LOUISIANA: A former reserve deputy with the Baton Rouge Sheriff’s office, who authorities said crashed his car into a convenience store because he believed the owners were Muslim, has pleaded no contest to a hate crime at Livingston Parish in March this year.
Chad Horsley, 27, was sentenced by 21st Judicial District Judge Jeff Johnson to two years in prison, suspended for a three-year period of probation, according to court documents.
Authorities said Horsley, of Denham Springs, told investigators his reason for causing the damage to the convenience store on Springfield Road was that “the people who operate the business were the same ‘ones’ who killed his fellow service members overseas.”
“Chad was under the impression they were Muslim and was upset that they were allowed to prosper in the United States of America easier than him despite his service in the military,” according to an affidavit signed by a Livingston Parish Sheriff’s deputy.
The Sikh owned store sustained damage to the front leaving the cashier on duty traumatised.

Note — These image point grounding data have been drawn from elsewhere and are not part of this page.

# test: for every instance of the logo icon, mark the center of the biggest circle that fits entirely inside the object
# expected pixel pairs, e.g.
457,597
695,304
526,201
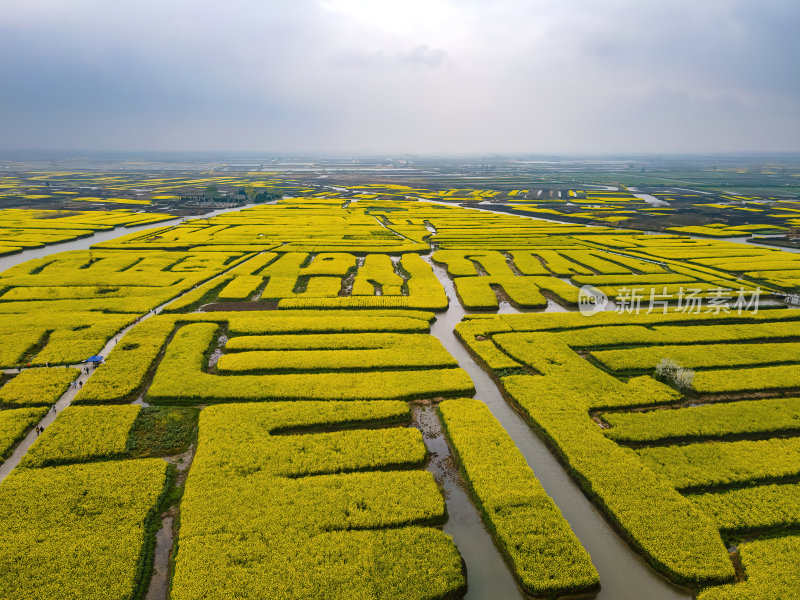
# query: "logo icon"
591,300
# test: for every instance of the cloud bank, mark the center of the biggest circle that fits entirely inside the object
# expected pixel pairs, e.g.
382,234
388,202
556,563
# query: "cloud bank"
420,76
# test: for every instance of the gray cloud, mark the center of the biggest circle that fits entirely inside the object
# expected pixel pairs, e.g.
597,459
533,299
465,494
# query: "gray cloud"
401,75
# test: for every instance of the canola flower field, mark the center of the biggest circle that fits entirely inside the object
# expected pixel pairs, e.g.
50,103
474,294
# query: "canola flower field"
258,376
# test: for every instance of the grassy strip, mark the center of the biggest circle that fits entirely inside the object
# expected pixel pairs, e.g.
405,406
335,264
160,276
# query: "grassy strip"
776,415
249,531
763,507
83,433
90,524
713,464
38,387
772,573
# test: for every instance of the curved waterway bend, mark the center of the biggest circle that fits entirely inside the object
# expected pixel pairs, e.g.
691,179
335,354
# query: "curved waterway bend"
11,260
624,575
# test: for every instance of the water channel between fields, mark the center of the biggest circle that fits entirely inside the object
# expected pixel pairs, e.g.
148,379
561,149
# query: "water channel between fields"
623,574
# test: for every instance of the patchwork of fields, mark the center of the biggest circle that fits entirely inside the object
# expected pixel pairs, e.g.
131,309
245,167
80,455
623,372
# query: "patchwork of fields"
261,367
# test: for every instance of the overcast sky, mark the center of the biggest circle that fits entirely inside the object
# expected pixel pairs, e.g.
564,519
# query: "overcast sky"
420,76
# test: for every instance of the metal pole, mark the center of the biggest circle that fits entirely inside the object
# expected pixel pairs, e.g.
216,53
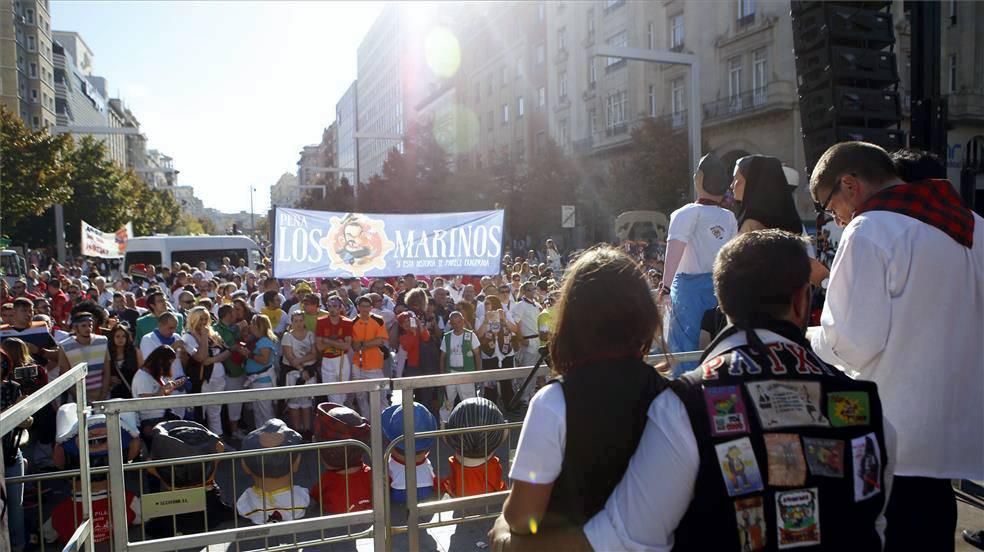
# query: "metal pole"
60,232
380,530
410,466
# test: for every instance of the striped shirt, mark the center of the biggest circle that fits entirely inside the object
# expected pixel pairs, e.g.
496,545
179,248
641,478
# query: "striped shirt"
92,354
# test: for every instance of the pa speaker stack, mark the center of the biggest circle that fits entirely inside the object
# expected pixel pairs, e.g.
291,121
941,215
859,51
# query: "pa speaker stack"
847,77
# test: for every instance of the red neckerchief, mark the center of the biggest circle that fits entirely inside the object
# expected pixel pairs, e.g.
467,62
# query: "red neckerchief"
705,201
932,201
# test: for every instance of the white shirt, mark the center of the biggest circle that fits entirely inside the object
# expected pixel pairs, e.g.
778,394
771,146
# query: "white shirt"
144,384
905,309
257,506
525,314
647,505
704,228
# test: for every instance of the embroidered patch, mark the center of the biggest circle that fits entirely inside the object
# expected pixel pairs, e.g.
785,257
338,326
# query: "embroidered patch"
751,523
798,518
787,468
867,467
726,410
825,456
739,467
847,408
787,403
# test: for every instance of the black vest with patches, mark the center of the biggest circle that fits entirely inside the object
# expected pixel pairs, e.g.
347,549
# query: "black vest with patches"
792,451
607,404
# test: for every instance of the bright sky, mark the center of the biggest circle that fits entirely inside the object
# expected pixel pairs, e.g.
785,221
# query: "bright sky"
230,90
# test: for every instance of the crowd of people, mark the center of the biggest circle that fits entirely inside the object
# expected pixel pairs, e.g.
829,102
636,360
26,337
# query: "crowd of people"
868,418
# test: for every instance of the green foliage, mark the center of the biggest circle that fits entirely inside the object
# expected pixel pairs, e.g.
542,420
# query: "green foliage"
33,172
655,174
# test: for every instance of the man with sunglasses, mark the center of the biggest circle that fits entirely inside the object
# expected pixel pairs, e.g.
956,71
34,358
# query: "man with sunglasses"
904,309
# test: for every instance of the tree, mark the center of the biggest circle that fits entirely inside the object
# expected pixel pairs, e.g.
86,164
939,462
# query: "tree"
101,192
656,172
34,174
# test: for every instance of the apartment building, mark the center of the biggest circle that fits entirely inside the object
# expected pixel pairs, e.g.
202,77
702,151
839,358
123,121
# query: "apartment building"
27,85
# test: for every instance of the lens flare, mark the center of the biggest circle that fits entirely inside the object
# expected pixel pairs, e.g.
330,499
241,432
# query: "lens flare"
442,52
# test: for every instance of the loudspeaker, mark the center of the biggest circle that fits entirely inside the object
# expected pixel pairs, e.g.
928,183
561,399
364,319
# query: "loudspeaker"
847,78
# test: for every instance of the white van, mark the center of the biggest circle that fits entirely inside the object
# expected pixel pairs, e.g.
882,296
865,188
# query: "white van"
163,251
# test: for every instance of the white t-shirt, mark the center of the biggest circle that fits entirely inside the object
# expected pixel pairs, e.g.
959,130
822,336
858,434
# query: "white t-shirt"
540,451
457,354
704,228
300,347
191,345
285,505
144,384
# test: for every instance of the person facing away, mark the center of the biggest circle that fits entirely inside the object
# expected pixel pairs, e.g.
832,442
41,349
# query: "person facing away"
903,310
696,233
764,442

Twenty minutes after cashier Harjot Singh, the nephew of the store’s owner, closed the store, Chad Horsley plowed his pickup truck through the window of the store.
After the incident at the store, Horsley was arrested and charged with a hate crime, criminal damage to property, criminal mischief and two counts of impersonating a peace officer. He was released on $56,000 bail.
Investigators called the case “a bizarre one.” They said Horsley had been in the store the week before and he claimed that “he worked for a Sheriff’s Office and suspected the cashier of dealing drugs from the store.” Police said Horsley told the clerk he would be back around midnight to search the store and that the clerk should “make sure no one was around.”
Instead, the clerk called the sheriff’s office, which warned the public to be on the lookout for the 5-foot-9 man who was making threats and probably impersonating a police officer.
Authorities said he at first claimed to be a witness to the crime but later told them that he was involved — and railed about Muslims.
“Even if it was Muslims, he shouldn’t have done that thing,” said Singh, the clerk on duty at the time. “We’re just trying to make a living out of here; that’s all we’re doing.”
Horsley pleaded no contest to hate crimes and simple criminal damage to property on Oct. 18 and was also ordered to pay $1,500 restitution, $750 in fines and never return to a Best Stop convenience store. Although charged with impersonation of a police officer, the charges were dismissed.